Game of Thrones is the most-watched HBO series since the finale of The Sopranos in 2007. The fourth season premiered on April 6 to an average of 6.6 million viewers, HBO noted. Days later, the network committed to a fifth and sixth season.
The next two seasons will bring showrunners David Benioff and D.B. Weiss closer to adapting the entirety of George R.R. Martin's ongoing seven-book series, A Song of Ice and Fire, on which Game of Thrones is based.
Season 4 follows the events of second half of A Storm of Swords, the third book in the series. The show is rapidly catching up with the novels, of which only five of the seven planned volumes have been published to date.
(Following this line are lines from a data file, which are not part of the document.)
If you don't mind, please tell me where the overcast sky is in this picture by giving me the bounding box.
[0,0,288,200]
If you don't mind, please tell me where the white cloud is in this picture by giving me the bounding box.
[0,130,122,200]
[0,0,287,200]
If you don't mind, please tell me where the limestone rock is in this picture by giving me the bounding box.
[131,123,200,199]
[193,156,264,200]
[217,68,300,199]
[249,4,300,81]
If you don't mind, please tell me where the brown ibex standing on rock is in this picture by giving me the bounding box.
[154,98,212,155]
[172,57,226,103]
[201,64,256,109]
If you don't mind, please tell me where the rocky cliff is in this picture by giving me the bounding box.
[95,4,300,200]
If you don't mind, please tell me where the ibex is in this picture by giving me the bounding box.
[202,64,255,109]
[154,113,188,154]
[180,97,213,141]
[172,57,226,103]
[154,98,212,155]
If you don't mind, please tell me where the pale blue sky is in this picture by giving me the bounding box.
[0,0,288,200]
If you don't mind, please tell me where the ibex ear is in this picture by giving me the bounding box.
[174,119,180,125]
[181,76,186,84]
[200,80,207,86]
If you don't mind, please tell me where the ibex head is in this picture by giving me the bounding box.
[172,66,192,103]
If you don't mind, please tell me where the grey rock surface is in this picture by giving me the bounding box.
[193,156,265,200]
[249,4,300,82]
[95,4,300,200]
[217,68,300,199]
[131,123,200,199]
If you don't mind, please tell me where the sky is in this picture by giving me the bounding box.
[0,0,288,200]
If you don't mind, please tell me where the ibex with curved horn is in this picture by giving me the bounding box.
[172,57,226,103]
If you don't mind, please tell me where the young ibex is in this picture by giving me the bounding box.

Martin reportedly sat down with the show's co-creators to discuss how the books will end, just in case the TV series outruns the novels, Benioff said in the April issue of Vanity Fair. "We just sat down with him and literally went through every character," Benioff said.
The series' renewal doesn't come as much of a surprise, as Benioff and Weiss revealed to Entertainment Weekly last month that they planned on taking Game of Thrones to seven seasons. "Seven gods, seven kingdoms, seven seasons," Benioff told EW. "It feels right to us."
But after seven seasons, our time in Westeros is likely to come to an end. "We know there's an end somewhere in the seven- or eight-season zone," Weiss told Vanity Fair. "I think the desire to milk more out of it is what would eventually kill it, if we gave in to that."
Game of Thrones airs Sundays at 9 p.m. on HBO.